Volpe affamata accetta cibo da un pescatore

Il filmato di una piccola volpe che mangia del pesce ha fatto il giro del Web: la giovane colpisce per l'audacia mentre accetta il cibo da un pescatore.

Il video ha fatto rapidamente il giro del Web stupendo per l’estrema tenerezza della protagonista, una piccola volpe dal manto rosso intenta a socializzare con due pescatori. I due uomini, occupati in una giornata di relax sui ghiacci, si sono accorti che una minuscola volpe li osservava incuriosita. Forse stremata dal freddo glaciale, tipico della zona sovietica, l’animaletto si è spinto fino a varcare la soglia della distanza imposta tra uomo e animale selvatico.

La volpe attirata dal profumo del pesce ha preso coraggio, quindi camminando velocemente sul lago ghiacciato ha raggiunto uno dei due pescatori. L’uomo, per nulla intimorito, le ha allungato un pezzetto di pesce appena pescato che la piccola ha fatto subito suo. E mentre il secondo pescatore ne immortalava il momento, la volpe si è spinta sempre più vicino fino a prendere il cibo direttamente dalla mano del pescatore.

Non stupisce tanto coraggio, la volpe è un animale astuto ma anche molto intelligente. Purtroppo durante il periodo invernale spesso il cibo scarseggia, anche a causa della lenta deforestazione, costringendola a varcare i confini dei centri abitati. L’Inghilterra ne è un esempio, sono tantissimi gli esemplari che vengono scoperti a rovistare tra i sacchi dell’immondizia alla ricerca di avanzi.

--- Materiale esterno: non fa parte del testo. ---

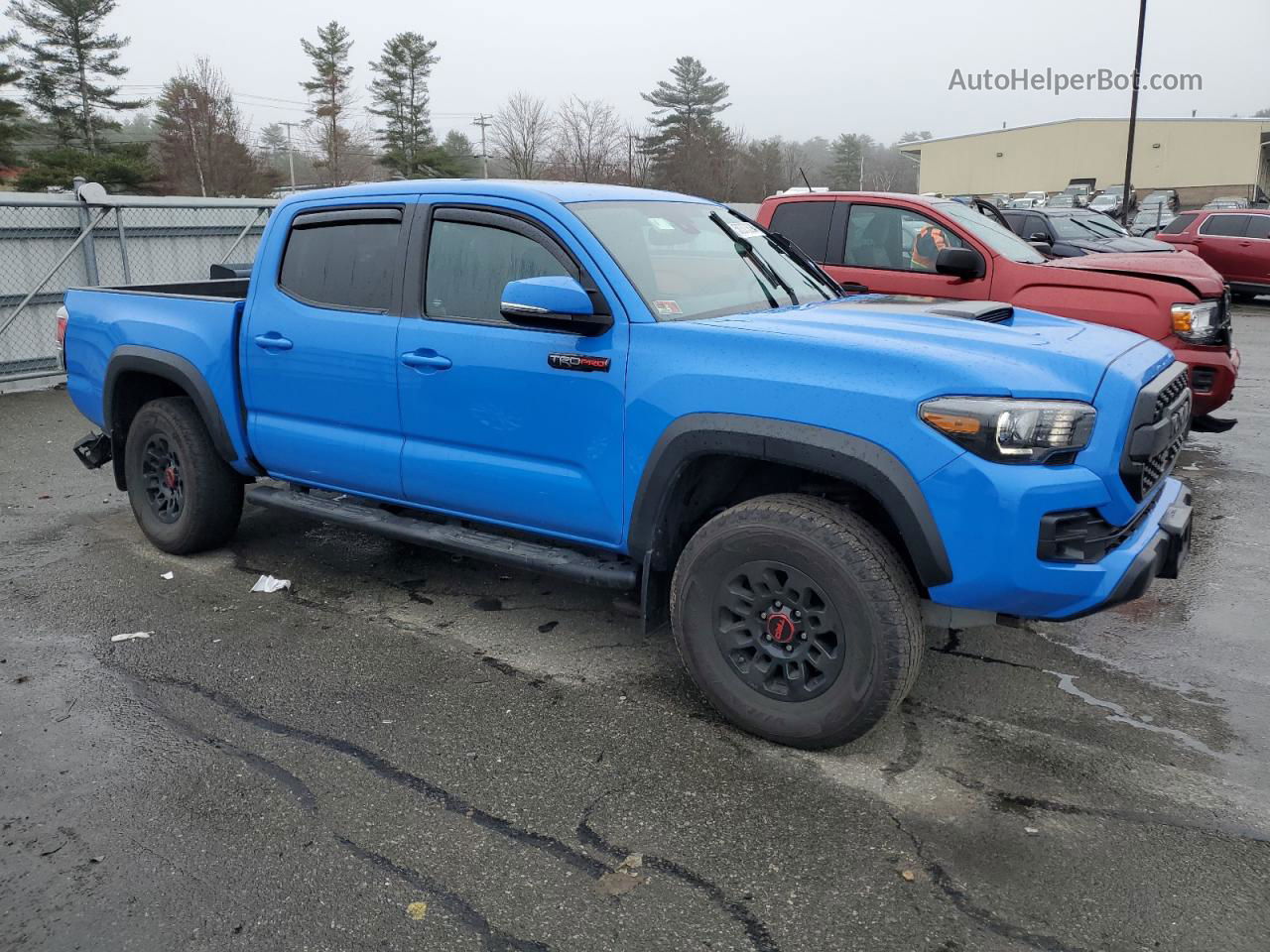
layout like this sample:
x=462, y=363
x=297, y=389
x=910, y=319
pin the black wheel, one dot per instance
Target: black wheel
x=798, y=620
x=185, y=495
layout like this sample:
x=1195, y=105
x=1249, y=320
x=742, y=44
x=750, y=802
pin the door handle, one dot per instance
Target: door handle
x=426, y=359
x=273, y=341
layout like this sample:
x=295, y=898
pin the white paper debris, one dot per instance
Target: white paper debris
x=267, y=583
x=132, y=635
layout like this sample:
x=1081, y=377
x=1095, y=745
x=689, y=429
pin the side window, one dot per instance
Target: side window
x=343, y=258
x=1178, y=225
x=894, y=239
x=470, y=264
x=1259, y=226
x=807, y=225
x=1228, y=225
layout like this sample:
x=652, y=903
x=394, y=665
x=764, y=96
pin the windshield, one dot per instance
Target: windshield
x=686, y=266
x=1001, y=240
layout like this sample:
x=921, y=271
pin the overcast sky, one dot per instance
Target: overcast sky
x=795, y=70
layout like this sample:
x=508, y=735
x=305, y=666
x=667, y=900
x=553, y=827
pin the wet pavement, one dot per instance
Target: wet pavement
x=416, y=752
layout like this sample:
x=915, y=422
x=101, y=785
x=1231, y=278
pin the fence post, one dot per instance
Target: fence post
x=89, y=248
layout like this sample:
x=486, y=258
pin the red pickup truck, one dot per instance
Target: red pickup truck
x=897, y=244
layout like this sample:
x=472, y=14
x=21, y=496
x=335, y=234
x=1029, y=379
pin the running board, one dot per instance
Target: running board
x=452, y=537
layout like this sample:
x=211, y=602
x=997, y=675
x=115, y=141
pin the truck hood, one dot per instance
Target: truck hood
x=1182, y=270
x=1028, y=354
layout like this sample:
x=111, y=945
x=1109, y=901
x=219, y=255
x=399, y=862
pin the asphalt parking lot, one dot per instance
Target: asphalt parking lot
x=409, y=751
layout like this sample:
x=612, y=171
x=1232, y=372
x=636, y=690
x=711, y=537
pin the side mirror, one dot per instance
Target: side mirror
x=553, y=303
x=962, y=263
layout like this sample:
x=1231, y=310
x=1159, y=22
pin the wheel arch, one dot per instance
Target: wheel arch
x=137, y=375
x=849, y=461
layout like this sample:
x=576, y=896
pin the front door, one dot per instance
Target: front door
x=892, y=250
x=318, y=349
x=494, y=429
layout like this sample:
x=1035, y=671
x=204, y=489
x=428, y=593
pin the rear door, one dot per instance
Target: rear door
x=318, y=348
x=890, y=249
x=494, y=429
x=1222, y=241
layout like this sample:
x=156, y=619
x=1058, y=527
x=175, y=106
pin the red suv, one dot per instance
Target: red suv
x=1234, y=241
x=896, y=244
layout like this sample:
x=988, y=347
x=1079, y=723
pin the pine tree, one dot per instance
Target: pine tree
x=10, y=112
x=686, y=135
x=330, y=96
x=399, y=93
x=68, y=64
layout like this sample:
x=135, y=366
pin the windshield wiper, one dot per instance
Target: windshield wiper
x=747, y=252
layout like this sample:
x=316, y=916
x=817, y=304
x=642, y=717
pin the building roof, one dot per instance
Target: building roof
x=917, y=146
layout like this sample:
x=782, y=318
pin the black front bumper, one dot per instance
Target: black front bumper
x=1160, y=558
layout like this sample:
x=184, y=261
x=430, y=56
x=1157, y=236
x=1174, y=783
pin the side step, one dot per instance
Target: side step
x=452, y=537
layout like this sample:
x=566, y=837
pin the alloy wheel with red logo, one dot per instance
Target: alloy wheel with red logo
x=797, y=619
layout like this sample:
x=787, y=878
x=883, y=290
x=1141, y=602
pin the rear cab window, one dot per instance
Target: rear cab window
x=1225, y=225
x=343, y=258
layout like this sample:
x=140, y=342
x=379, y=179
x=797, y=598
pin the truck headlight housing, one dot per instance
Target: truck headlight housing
x=1007, y=430
x=1199, y=322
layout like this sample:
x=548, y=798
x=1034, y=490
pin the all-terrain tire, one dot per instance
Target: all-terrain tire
x=772, y=551
x=185, y=497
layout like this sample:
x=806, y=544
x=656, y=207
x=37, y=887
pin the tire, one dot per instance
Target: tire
x=193, y=506
x=852, y=597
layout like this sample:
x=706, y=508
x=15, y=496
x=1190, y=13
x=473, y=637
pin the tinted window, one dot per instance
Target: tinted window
x=1233, y=225
x=807, y=225
x=341, y=264
x=1259, y=226
x=470, y=264
x=1178, y=225
x=896, y=239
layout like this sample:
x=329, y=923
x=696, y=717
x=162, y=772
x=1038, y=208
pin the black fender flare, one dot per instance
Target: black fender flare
x=853, y=460
x=172, y=367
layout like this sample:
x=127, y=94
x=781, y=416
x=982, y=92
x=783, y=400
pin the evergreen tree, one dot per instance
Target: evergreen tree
x=399, y=93
x=10, y=112
x=330, y=98
x=686, y=135
x=68, y=64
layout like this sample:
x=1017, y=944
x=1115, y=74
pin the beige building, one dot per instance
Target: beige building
x=1199, y=158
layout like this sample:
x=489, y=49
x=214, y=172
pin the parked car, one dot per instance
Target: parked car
x=563, y=376
x=1167, y=197
x=1076, y=231
x=1236, y=243
x=1151, y=217
x=1225, y=203
x=1106, y=203
x=1178, y=299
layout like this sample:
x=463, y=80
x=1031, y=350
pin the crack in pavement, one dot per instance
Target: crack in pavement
x=494, y=939
x=962, y=902
x=756, y=929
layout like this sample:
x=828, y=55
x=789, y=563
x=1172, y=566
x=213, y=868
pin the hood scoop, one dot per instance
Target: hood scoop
x=985, y=311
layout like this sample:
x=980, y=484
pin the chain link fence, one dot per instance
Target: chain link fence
x=54, y=243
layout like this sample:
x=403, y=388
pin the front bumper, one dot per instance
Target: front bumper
x=996, y=566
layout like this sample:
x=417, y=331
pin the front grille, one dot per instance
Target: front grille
x=1160, y=422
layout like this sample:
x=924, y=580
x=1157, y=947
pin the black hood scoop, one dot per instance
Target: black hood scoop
x=985, y=311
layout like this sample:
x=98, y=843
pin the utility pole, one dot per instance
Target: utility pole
x=1133, y=118
x=483, y=121
x=291, y=153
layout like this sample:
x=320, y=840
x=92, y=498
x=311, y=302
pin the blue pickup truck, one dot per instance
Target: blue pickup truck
x=649, y=391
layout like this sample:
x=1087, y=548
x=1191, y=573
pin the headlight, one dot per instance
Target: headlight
x=1198, y=322
x=1011, y=430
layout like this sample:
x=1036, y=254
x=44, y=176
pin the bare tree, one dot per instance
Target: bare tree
x=522, y=132
x=590, y=143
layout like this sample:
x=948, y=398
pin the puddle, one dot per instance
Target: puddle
x=1067, y=683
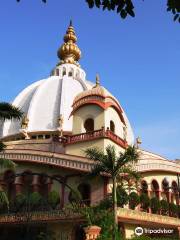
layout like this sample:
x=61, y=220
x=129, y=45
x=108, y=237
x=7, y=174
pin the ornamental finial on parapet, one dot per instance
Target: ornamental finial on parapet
x=97, y=81
x=69, y=52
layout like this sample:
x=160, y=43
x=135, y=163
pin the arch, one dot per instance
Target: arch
x=85, y=191
x=27, y=179
x=64, y=71
x=57, y=72
x=77, y=74
x=71, y=72
x=89, y=125
x=9, y=179
x=165, y=185
x=144, y=187
x=155, y=188
x=165, y=188
x=44, y=183
x=175, y=193
x=112, y=126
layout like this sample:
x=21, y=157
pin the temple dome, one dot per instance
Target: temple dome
x=45, y=100
x=100, y=96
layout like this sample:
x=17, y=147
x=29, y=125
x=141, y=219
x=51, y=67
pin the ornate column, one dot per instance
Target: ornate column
x=2, y=184
x=35, y=184
x=62, y=193
x=18, y=185
x=92, y=232
x=106, y=181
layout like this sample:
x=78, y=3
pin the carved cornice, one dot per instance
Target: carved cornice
x=135, y=216
x=50, y=216
x=82, y=163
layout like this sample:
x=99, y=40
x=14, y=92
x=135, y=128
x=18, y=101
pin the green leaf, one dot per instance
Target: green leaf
x=98, y=3
x=123, y=14
x=176, y=17
x=90, y=3
x=130, y=12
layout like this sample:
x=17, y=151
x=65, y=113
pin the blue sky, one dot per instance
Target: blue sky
x=138, y=59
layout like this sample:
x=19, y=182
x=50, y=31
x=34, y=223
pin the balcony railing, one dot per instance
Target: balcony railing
x=97, y=134
x=39, y=216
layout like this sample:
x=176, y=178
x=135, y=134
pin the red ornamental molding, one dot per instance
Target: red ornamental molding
x=96, y=100
x=97, y=134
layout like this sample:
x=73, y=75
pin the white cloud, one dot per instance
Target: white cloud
x=161, y=137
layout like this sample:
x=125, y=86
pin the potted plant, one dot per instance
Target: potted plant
x=145, y=201
x=122, y=197
x=155, y=204
x=164, y=207
x=53, y=199
x=173, y=208
x=92, y=231
x=134, y=200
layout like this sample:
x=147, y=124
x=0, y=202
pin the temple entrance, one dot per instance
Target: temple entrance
x=79, y=233
x=21, y=232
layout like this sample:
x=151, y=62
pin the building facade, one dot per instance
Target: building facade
x=65, y=114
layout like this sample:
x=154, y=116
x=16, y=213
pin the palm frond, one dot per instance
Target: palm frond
x=6, y=163
x=4, y=199
x=94, y=154
x=9, y=112
x=130, y=156
x=2, y=146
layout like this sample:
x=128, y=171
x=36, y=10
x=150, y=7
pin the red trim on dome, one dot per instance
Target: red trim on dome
x=103, y=105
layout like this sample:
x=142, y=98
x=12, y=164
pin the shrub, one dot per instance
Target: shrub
x=20, y=200
x=35, y=200
x=145, y=201
x=122, y=197
x=155, y=204
x=134, y=200
x=164, y=207
x=105, y=203
x=53, y=199
x=173, y=209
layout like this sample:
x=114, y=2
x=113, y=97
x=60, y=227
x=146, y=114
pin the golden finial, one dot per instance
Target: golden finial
x=60, y=122
x=97, y=81
x=69, y=51
x=24, y=123
x=138, y=141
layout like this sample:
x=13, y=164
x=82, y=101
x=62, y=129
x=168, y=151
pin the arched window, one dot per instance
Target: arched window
x=175, y=194
x=44, y=182
x=165, y=185
x=112, y=126
x=89, y=125
x=165, y=188
x=64, y=71
x=155, y=188
x=27, y=182
x=9, y=178
x=85, y=191
x=144, y=187
x=70, y=74
x=57, y=72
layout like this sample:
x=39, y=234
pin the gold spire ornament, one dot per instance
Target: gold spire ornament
x=138, y=141
x=24, y=123
x=69, y=51
x=97, y=81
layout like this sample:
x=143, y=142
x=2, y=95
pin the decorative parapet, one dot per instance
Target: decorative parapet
x=48, y=158
x=82, y=163
x=143, y=218
x=56, y=215
x=97, y=134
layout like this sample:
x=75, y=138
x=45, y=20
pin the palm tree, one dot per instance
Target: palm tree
x=113, y=165
x=7, y=112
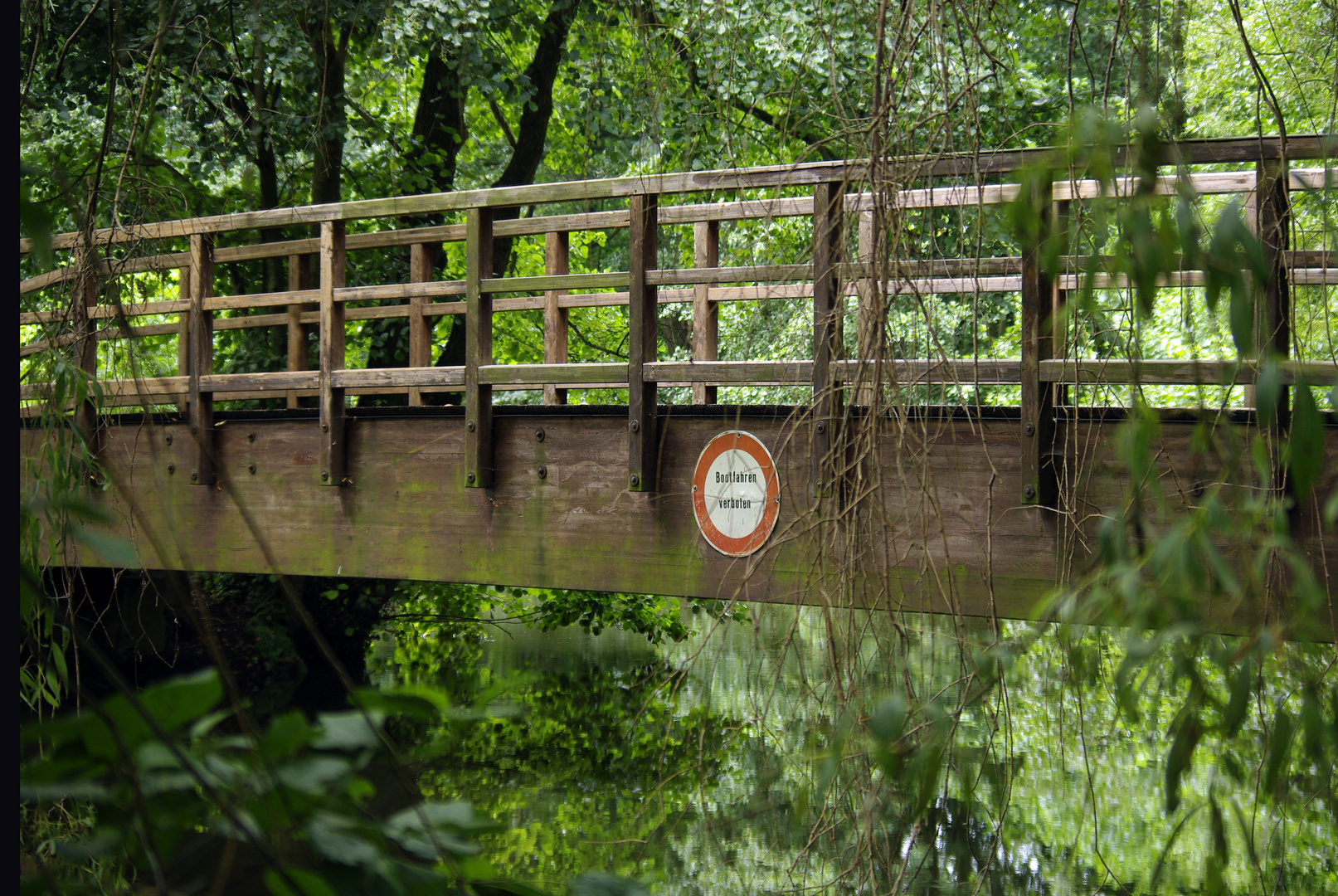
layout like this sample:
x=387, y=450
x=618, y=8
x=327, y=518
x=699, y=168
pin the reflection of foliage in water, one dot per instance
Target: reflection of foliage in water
x=726, y=765
x=593, y=772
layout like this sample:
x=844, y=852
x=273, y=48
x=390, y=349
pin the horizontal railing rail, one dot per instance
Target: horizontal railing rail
x=839, y=268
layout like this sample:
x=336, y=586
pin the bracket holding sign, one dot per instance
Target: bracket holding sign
x=736, y=494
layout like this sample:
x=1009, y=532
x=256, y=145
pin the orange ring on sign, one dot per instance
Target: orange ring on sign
x=747, y=443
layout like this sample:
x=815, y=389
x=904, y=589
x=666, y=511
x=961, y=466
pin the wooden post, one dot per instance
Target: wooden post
x=1272, y=314
x=556, y=262
x=201, y=362
x=86, y=343
x=643, y=334
x=333, y=439
x=705, y=314
x=1060, y=308
x=299, y=279
x=421, y=341
x=478, y=349
x=829, y=217
x=868, y=325
x=1037, y=437
x=183, y=338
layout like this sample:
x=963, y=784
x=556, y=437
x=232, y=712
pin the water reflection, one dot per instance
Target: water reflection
x=726, y=764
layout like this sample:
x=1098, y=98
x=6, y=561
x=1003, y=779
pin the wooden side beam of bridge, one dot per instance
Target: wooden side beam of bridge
x=951, y=535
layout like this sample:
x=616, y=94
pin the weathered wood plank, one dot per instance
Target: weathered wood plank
x=829, y=234
x=557, y=257
x=201, y=358
x=643, y=341
x=795, y=175
x=478, y=349
x=421, y=334
x=333, y=452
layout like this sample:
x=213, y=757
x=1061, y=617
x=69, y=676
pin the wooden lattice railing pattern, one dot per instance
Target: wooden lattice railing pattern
x=834, y=198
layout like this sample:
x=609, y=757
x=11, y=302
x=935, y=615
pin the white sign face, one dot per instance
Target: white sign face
x=736, y=493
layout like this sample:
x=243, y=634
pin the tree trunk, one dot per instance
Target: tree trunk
x=533, y=135
x=331, y=114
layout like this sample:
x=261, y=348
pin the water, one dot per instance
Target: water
x=718, y=765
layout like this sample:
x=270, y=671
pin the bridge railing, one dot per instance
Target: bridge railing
x=76, y=314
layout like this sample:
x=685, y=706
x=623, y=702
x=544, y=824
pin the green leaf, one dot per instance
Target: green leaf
x=85, y=850
x=1279, y=747
x=308, y=883
x=185, y=699
x=113, y=548
x=312, y=773
x=594, y=883
x=340, y=840
x=1306, y=446
x=1267, y=391
x=286, y=734
x=348, y=730
x=1239, y=703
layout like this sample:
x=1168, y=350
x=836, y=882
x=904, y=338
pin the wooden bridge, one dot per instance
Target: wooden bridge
x=980, y=509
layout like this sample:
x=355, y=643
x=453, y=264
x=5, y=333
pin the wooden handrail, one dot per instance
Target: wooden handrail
x=794, y=175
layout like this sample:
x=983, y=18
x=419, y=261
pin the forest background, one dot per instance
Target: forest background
x=142, y=113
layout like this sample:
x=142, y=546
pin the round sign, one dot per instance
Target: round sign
x=735, y=494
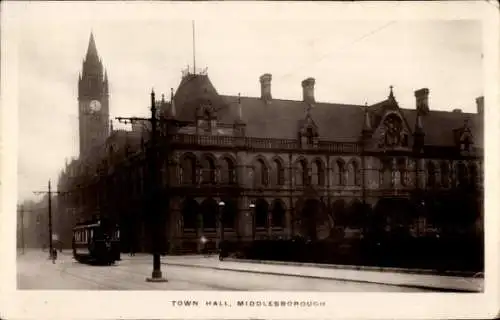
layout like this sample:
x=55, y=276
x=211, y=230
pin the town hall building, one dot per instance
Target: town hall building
x=243, y=168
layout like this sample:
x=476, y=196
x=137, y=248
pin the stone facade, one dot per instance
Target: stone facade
x=243, y=168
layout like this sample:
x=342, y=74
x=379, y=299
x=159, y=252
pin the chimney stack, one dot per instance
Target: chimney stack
x=422, y=100
x=265, y=87
x=480, y=105
x=308, y=90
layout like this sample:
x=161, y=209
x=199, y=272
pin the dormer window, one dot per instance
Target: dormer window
x=404, y=143
x=310, y=136
x=208, y=120
x=465, y=145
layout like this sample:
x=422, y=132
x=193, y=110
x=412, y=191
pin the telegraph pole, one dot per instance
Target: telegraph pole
x=21, y=211
x=156, y=275
x=49, y=193
x=155, y=221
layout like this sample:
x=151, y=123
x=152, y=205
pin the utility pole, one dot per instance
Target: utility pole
x=21, y=211
x=154, y=189
x=49, y=193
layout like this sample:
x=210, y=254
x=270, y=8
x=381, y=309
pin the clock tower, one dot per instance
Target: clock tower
x=93, y=101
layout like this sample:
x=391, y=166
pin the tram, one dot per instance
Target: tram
x=96, y=242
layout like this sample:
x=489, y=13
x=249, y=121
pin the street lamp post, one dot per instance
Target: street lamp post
x=221, y=221
x=22, y=229
x=252, y=207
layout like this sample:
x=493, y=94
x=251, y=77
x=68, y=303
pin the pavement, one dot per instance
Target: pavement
x=198, y=272
x=384, y=277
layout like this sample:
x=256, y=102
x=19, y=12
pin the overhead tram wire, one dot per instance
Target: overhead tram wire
x=323, y=57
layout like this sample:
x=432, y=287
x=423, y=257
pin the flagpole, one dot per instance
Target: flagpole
x=194, y=49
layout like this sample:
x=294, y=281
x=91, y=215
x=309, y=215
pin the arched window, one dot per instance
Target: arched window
x=461, y=174
x=445, y=175
x=318, y=173
x=209, y=214
x=279, y=173
x=474, y=179
x=302, y=176
x=227, y=171
x=278, y=214
x=208, y=120
x=229, y=211
x=261, y=211
x=208, y=170
x=431, y=174
x=340, y=173
x=386, y=174
x=188, y=170
x=353, y=176
x=310, y=136
x=261, y=173
x=189, y=214
x=403, y=172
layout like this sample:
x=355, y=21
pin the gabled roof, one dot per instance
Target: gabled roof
x=439, y=126
x=193, y=91
x=282, y=119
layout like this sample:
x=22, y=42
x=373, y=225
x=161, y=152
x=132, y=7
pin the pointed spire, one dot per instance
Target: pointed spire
x=367, y=125
x=391, y=94
x=240, y=108
x=419, y=125
x=92, y=49
x=172, y=103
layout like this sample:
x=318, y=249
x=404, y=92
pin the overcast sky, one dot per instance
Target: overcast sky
x=353, y=61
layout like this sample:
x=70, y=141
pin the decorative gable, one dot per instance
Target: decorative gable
x=308, y=131
x=463, y=138
x=393, y=132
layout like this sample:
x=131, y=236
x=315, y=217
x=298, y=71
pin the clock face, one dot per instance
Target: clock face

Nella stessa città di Londra è normale incrociare di sera piccole volpi in fuga.

Per quanto riguarda l’Italia gli esemplari sono sempre al centro di lunghe dispute tra animalisti e cacciatori, e ultimamente le si può incrociare mentre vagano denutrite alla disperata ricerca di cibo. Nella sola zona della Val D’Aosta, l’Assessorato della sanità, salute e politiche sociali ha individuato 10 esemplari colpiti da cimurro. L’infezione, che non colpisce l’uomo ma può contagiare gli animali domestici in particolare il cane, torna nella regione dopo 20 anni. Per questo è stato consigliato di vaccinare i cani sin dai primi mesi, così da scongiurare il diffondersi della malattia che porta danni di tipo fisico e neurologico.